I'm just letting the filter to its thing automatically. So, I'll go ahead and click OK, in order to apply that change. And now, let's go ahead, and zoom on in here. To the South, for example. And I can turn off the filter, right down here, inside the Layers panel. So, I'll turn off the Smart Filters in order to see the before version of the image. And then I'll press Ctrl+Z or Cmd+Z on the Mac, to see the after version. So, things are looking pretty darn good. This is a reasonable modification to the image. In my opinion, but, if we get up to this region here, recall that this portion of the image right here, is covered by that first automatic blur estimation region.
And, as a result, it's kind of choppy. I didn't make any modifications to those settings for that one. Little region there, and so we have some pretty choppy transitions going on, which is why, we need to modify the settings ever so slightly, and you can do that, because we're working with the smart filter, just double-click on the words Shake Reduction, they're inside the Layers panel. Go ahead and select this first little sort of thumbnail, in the Advanced region. Zoom on in, just so we can make sure that we're doing a good job here. And I Ctrl space bar, or Cmd space bar clicking.

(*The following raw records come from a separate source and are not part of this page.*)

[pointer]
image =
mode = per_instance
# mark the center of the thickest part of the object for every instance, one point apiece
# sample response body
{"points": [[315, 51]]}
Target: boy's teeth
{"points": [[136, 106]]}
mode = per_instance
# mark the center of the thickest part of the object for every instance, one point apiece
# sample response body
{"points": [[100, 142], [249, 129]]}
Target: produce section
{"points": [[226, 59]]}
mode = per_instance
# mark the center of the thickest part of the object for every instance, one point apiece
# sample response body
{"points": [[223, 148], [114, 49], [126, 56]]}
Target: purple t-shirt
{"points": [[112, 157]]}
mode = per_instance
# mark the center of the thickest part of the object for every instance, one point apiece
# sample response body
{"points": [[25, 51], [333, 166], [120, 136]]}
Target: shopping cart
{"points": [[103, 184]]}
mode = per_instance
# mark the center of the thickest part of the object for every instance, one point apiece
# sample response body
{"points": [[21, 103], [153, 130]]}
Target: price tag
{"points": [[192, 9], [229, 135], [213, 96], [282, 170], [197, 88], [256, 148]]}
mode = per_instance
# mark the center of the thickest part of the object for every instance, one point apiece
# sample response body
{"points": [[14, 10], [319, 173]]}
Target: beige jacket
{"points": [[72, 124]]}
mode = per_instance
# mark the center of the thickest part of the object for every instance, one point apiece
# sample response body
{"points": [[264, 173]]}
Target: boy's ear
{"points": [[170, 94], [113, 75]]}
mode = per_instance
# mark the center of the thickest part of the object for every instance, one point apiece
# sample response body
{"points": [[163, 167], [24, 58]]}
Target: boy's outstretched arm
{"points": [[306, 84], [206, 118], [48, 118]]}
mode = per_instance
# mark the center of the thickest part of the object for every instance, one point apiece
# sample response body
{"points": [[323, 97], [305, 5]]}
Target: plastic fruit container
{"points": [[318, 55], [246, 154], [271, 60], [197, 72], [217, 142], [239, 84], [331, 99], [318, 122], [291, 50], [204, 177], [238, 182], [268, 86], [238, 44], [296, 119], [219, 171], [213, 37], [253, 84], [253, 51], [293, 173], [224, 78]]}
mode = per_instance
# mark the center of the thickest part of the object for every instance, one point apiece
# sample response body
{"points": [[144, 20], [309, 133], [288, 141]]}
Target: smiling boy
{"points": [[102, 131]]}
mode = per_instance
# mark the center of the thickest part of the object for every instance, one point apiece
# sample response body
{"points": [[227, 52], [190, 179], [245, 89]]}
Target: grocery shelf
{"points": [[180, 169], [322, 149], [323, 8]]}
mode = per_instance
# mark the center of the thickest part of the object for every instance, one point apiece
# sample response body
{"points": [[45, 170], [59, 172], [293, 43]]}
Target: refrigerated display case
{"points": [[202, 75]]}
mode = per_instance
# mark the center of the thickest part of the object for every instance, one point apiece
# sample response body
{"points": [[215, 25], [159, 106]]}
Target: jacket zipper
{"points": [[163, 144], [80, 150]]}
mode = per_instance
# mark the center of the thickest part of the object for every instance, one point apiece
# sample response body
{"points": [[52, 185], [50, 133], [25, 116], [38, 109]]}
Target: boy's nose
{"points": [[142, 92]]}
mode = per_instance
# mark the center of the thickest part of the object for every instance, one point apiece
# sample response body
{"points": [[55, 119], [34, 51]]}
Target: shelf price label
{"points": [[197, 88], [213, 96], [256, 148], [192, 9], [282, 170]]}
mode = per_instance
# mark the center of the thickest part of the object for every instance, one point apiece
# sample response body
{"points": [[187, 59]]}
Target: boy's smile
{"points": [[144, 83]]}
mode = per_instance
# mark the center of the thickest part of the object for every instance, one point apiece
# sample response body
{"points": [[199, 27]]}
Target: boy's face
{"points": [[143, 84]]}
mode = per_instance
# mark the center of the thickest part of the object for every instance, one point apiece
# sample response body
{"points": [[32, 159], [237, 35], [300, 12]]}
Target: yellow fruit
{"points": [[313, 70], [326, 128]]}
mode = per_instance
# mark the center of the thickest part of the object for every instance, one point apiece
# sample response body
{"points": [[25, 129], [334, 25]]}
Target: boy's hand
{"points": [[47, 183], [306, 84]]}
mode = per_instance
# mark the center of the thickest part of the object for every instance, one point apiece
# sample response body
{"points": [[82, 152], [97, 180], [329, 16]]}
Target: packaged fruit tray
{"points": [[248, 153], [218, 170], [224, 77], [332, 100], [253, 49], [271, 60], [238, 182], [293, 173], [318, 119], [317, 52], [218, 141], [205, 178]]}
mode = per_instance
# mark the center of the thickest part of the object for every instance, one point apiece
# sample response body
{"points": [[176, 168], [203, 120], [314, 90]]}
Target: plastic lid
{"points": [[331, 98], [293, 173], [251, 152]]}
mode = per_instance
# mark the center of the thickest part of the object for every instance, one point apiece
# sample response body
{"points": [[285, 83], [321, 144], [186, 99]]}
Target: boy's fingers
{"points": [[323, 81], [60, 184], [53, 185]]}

We're not currently seeing the preview by the way. Now we are. It just came into view there. And so, what I want to do is just raise that Artifact Suppression option. You can see that the value varies, for each one of these blur estimation regions. So it's 50%. For the second tube, because that's the way I set it. But I missed the very first one. So I'll go ahead and click on it. And I'll change it to 50% as well. And press the Tab key. And we're going to get some much smoother transitions. And to really see how much smoother here, I'll go ahead and click OK.
Because it is after all, a fairly subtle change. And it might take a moment. You may see a progress bar on screen. And just to give you a sense of what we were able to most recently achieve, I'll press Ctrl+Z or Cmd+Z on the Mac, see how jagged that transition in particular is. And then if I press Ctrl+Z or Cmd+Z again, in order to reapply the change you, can see that things are much more smooth. All right, I'm going to zoom out just a little bit here, to 200%, and I'll go ahead and scroll down to the South, the most representative region of the United States, at least where this particular image is concerned.
And that my friends, is at least one possible way to remove real world camera shake, using the shake reduction filter, here, inside Photoshop.